Darija B E R T
SI2M-LabIntroduction
DarijaBERT is the first BERT model specifically designed for the Moroccan Arabic dialect, known as Darija. Developed by AIOX Lab and SI2M Lab INSEA, this open-source model aims to advance natural language processing (NLP) for Moroccan dialects.
Architecture
DarijaBERT is based on the BERT-base architecture but does not include the Next Sentence Prediction (NSP) objective. It was trained on approximately 3 million sequences of Darija text, totaling around 100 million tokens.
Training
The model was trained on a dataset collected from three primary sources:
- Stories written in Darija, scraped from a dedicated website.
- Youtube comments from 40 Moroccan channels.
- Tweets gathered using a list of Darija-specific keywords.

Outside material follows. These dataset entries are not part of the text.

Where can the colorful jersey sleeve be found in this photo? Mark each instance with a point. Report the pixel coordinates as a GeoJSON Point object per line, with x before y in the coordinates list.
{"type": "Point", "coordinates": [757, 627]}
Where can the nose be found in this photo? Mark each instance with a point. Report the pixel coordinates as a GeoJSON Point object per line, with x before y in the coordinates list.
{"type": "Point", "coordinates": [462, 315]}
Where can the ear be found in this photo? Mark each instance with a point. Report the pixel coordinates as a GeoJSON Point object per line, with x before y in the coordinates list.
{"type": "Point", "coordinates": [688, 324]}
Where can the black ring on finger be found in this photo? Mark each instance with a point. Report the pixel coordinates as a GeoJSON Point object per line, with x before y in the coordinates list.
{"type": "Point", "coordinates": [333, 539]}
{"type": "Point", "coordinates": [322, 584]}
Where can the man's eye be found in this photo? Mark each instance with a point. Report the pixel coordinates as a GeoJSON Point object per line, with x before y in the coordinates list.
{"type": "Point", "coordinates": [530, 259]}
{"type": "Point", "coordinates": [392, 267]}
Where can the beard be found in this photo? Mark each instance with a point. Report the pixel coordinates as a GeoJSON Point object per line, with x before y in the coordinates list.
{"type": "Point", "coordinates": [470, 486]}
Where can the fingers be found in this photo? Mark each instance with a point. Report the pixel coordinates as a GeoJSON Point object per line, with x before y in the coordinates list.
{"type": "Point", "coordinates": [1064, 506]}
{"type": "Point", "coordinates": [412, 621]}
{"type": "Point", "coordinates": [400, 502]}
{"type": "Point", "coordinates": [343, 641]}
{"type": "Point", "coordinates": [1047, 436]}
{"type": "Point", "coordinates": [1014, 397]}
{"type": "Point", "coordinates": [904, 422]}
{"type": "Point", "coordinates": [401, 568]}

This results in a comprehensive dataset of 691MB of text. Training was facilitated by resources from Google’s TensorFlow Research Cloud (TRC) program, which provided free Cloud TPUs.
Guide: Running Locally
To run DarijaBERT locally, you can use the Hugging Face Transformers library. Here are the basic steps:
-
Install the Transformers library:
pip install transformers
-
Load the DarijaBERT model:
from transformers import AutoTokenizer, AutoModel DarijaBERT_tokenizer = AutoTokenizer.from_pretrained("SI2M-Lab/DarijaBERT") DarijaBert_model = AutoModel.from_pretrained("SI2M-Lab/DarijaBERT")
For optimal performance, consider using cloud GPUs from platforms like AWS, Google Cloud, or Azure.
License
The model and its resources are open-source, allowing researchers, industrialists, and the NLP community to utilize and contribute to its development. For citation, refer to the specified article by Gaanoun et al., 2023.